Overview
A Stage is an operation that can be performed on a Document. Stages are the building blocks of Pipelines, with each Stage performing a specific transformation, validation, or enrichment operation.
public abstract class Stage {
public abstract Iterator < Document > processDocument ( Document doc )
throws StageException ;
}
Stages operate on documents in place - they modify the document directly and optionally return child documents that were generated.
Stage Lifecycle
Every Stage follows a well-defined lifecycle managed by the Pipeline:
// 1. Construction and validation
Stage stage = Stage . fromConfig (config);
// 2. Initialization (sets name, registers metrics)
stage . initialize (position, metricsPrefix);
// 3. Start (optional setup)
stage . start ();
// 4. Processing (called for each document)
Iterator < Document > children = stage . processDocument (doc);
// 5. Stop (optional cleanup)
stage . stop ();
Construction and Validation
Stages are constructed from configuration and must declare a Spec:
public class CopyFields extends Stage {
public static final Spec SPEC = SpecBuilder . stage ()

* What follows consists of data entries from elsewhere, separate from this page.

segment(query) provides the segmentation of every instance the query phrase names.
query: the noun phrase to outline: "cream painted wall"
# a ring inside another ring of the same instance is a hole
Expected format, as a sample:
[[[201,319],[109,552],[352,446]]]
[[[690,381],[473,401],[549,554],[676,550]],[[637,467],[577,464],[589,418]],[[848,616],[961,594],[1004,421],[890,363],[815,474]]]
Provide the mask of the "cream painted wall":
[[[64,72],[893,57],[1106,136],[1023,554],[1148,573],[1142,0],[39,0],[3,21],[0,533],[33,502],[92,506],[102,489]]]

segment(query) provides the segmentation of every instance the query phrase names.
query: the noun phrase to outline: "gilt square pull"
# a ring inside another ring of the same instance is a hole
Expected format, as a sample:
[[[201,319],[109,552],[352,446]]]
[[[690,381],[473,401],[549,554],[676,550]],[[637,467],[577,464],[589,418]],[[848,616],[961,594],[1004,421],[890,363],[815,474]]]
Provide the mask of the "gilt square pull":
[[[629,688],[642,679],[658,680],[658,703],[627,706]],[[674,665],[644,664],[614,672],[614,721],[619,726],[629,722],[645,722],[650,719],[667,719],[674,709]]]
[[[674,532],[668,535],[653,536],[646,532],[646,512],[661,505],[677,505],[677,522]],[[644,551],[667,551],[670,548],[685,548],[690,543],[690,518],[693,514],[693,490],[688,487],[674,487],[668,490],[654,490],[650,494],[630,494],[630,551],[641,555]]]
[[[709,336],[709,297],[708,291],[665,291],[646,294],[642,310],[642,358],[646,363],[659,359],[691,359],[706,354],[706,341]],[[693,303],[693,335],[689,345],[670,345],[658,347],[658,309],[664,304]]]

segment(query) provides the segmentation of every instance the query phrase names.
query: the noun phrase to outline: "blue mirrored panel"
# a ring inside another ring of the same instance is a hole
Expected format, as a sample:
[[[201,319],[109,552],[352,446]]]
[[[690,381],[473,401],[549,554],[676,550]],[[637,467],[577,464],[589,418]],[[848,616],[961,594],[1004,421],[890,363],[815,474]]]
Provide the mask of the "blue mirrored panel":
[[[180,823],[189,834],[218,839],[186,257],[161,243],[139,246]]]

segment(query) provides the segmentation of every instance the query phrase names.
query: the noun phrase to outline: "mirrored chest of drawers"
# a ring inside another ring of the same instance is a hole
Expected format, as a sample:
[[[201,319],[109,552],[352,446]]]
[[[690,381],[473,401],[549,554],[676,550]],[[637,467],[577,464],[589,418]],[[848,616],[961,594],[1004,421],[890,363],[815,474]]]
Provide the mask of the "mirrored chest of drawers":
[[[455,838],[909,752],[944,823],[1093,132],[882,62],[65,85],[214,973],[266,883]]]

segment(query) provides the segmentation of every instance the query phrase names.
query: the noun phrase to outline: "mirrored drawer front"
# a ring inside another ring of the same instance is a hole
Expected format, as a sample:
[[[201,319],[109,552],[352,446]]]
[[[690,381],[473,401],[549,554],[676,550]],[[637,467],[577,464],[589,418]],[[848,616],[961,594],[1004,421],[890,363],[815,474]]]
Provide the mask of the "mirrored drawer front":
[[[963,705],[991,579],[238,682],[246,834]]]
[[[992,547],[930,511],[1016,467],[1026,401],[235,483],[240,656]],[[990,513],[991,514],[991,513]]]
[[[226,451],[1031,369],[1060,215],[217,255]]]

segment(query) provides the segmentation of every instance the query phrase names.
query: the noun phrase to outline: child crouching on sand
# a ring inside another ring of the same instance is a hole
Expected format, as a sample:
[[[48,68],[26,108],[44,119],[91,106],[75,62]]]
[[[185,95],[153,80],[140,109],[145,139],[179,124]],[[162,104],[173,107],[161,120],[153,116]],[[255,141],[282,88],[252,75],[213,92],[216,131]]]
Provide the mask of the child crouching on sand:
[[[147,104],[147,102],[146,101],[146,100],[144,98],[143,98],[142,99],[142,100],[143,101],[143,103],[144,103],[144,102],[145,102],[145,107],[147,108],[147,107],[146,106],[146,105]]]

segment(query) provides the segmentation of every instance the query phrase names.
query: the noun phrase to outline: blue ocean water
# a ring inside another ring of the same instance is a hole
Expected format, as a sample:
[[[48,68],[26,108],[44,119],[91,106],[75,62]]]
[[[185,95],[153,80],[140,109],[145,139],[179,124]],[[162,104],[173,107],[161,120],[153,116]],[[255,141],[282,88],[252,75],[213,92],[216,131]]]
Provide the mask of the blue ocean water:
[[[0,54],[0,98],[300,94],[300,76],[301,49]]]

. requiredString ( "source" , "dest" )
. optionalBoolean ( "overwrite" )
. build ();
private final String source ;
private final String dest ;
private final boolean overwrite ;
public CopyFields ( Config config ) {
super (config); // Validates against SPEC
this . source = config . getString ( "source" );
this . dest = config . getString ( "dest" );
this . overwrite = ConfigUtils . getOrDefault (config, "overwrite" , false );
}
}
The Spec automatically validates:
Required properties are present
Property types are correct
Standard stage properties (name, class, conditions, conditionPolicy)
Start and Stop
Stages can perform resource management:
@ Override
public void start () throws StageException {
// Load resources, initialize connections
this . dictionary = loadDictionary (dictionaryPath);
this . client = createHttpClient ();
log . info ( "Stage {} started" , getName ());
}
@ Override
public void stop () throws StageException {
// Release resources, close connections
if (client != null ) {
client . close ();
}
log . info ( "Stage {} stopped" , getName ());
}
Processing Documents
Most stages modify the document and return null:
@ Override
public Iterator < Document > processDocument ( Document doc) throws StageException {
String title = doc . getString ( "title" );
if (title != null ) {
doc . setField ( "title_normalized" , title . toLowerCase (). trim ());
}
return null ; // No children generated
}
Generating Children
Some stages create child documents:
@ Override
public Iterator < Document > processDocument ( Document doc) throws StageException {
String content = doc . getString ( "content" );
List < Document > chunks = new ArrayList <>();
int chunkNum = 0 ;
for ( String chunk : splitIntoChunks (content, chunkSize)) {
Document child = Document . create (
doc . getId () + "_chunk_" + chunkNum ++ ,
doc . getRunId ()
);
child . setField ( "content" , chunk);
child . setField ( "parent_id" , doc . getId ());
child . setField ( "chunk_num" , chunkNum);
chunks . add (child);
}
return chunks . iterator ();
}
Child documents are automatically passed through downstream stages only . They inherit the run ID from the parent but get their own unique IDs.
Dropping Documents
Mark documents for exclusion from indexing:
@ Override
public Iterator < Document > processDocument ( Document doc) throws StageException {
String status = doc . getString ( "status" );
if ( "deleted" . equals (status) || "spam" . equals (status)) {
doc . setDropped ( true );
}
return null ;
}
Conditions
Stages can execute conditionally based on document content:
{
name: "normalize-english-content"
class: "com.kmwllc.lucille.stage.NormalizeText"
fields: ["content"]
# Only process documents with language=English
conditions: [
{
fields: ["language"]
values: ["English", "en"]
operator: "must"
}
]
}
Condition Properties
List of field names to check. If any of these fields exist on the document, the condition evaluates based on the operator and values. fields: ["title", "content"] # Check if title OR content exists
List of values to search for in the specified fields. If not provided, only field existence is checked. fields: ["status"]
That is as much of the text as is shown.